Edmund's put together a list of the top 10 sound systems in cars over $30,000. The Harman-Kardon came in at #6.

6. 2002 BMW M3 (Harman-Kardon)
BMW has finally begun to put it together in the autosound area. The optional sound system in the M3 boasts 12 Harman-Kardon speakers sprinkled throughout the cabin, including a bounteous pair of 6-by-9 subwoofers along the back deck. Also of note: a pair of well-positioned tweeters in front, plus an elegant, simple no-nonsense head unit, which is the essence of German functionality and design. This system breathes BMW class and distinction.
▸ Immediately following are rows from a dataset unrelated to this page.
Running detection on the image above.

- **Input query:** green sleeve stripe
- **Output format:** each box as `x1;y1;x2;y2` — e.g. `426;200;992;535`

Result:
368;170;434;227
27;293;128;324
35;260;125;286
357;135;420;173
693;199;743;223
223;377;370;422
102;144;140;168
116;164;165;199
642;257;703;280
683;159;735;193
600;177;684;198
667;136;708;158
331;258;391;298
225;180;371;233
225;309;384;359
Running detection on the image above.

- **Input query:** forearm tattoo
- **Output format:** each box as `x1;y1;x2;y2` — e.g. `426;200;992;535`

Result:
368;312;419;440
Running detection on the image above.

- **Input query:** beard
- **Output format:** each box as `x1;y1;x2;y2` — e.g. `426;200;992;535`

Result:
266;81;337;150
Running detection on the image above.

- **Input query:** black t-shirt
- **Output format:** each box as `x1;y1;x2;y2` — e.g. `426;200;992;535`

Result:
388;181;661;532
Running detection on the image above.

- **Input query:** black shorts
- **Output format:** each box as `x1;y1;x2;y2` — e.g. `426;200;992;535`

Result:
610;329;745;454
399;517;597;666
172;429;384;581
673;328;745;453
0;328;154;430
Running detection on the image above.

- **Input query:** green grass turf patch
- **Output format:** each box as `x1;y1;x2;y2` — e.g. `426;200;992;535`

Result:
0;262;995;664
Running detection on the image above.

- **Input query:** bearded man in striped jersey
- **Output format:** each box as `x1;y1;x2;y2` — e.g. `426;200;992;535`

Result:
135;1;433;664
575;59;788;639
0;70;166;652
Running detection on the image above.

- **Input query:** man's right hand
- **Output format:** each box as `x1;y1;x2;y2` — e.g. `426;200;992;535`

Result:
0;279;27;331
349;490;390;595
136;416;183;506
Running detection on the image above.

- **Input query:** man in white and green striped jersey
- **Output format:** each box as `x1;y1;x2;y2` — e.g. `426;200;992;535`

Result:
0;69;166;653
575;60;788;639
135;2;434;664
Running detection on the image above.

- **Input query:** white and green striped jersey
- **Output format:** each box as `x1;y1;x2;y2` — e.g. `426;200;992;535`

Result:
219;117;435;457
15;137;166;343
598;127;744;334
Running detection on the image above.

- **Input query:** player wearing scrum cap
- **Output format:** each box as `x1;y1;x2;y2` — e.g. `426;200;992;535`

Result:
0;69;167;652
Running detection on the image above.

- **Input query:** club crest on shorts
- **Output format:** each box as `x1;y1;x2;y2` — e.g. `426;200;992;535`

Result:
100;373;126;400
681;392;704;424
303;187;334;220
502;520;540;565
http://www.edmunds.com/reviews/list/top10/58886/article.html


----------



## Teej (Dec 19, 2001)

Hummer H1?!! HAHAHAHA thats funny!!! :lmao: I'm not saying that the system is bad...just the fact that the ultimate off-roader that was never even meant for road use, is on this list is a bit hilarious to me. 

I gotta testdrive the Mark Levinson in the LS430 some day. The other day I was coming into work following this SC430 with its top down. He had the music blaring on his ML and we went down to the underground parking. Damn that sounded good, never heard anything that good in an underground parking before! Felt like I was in a stadium or something or at a live concert. :thumb: Then the idiot put his top up and turned it off!!


----------



## webguy330i (Jan 9, 2002)

Why didn't they do the test with the M5 stereo? 

Mmmm... 10" subs....


----------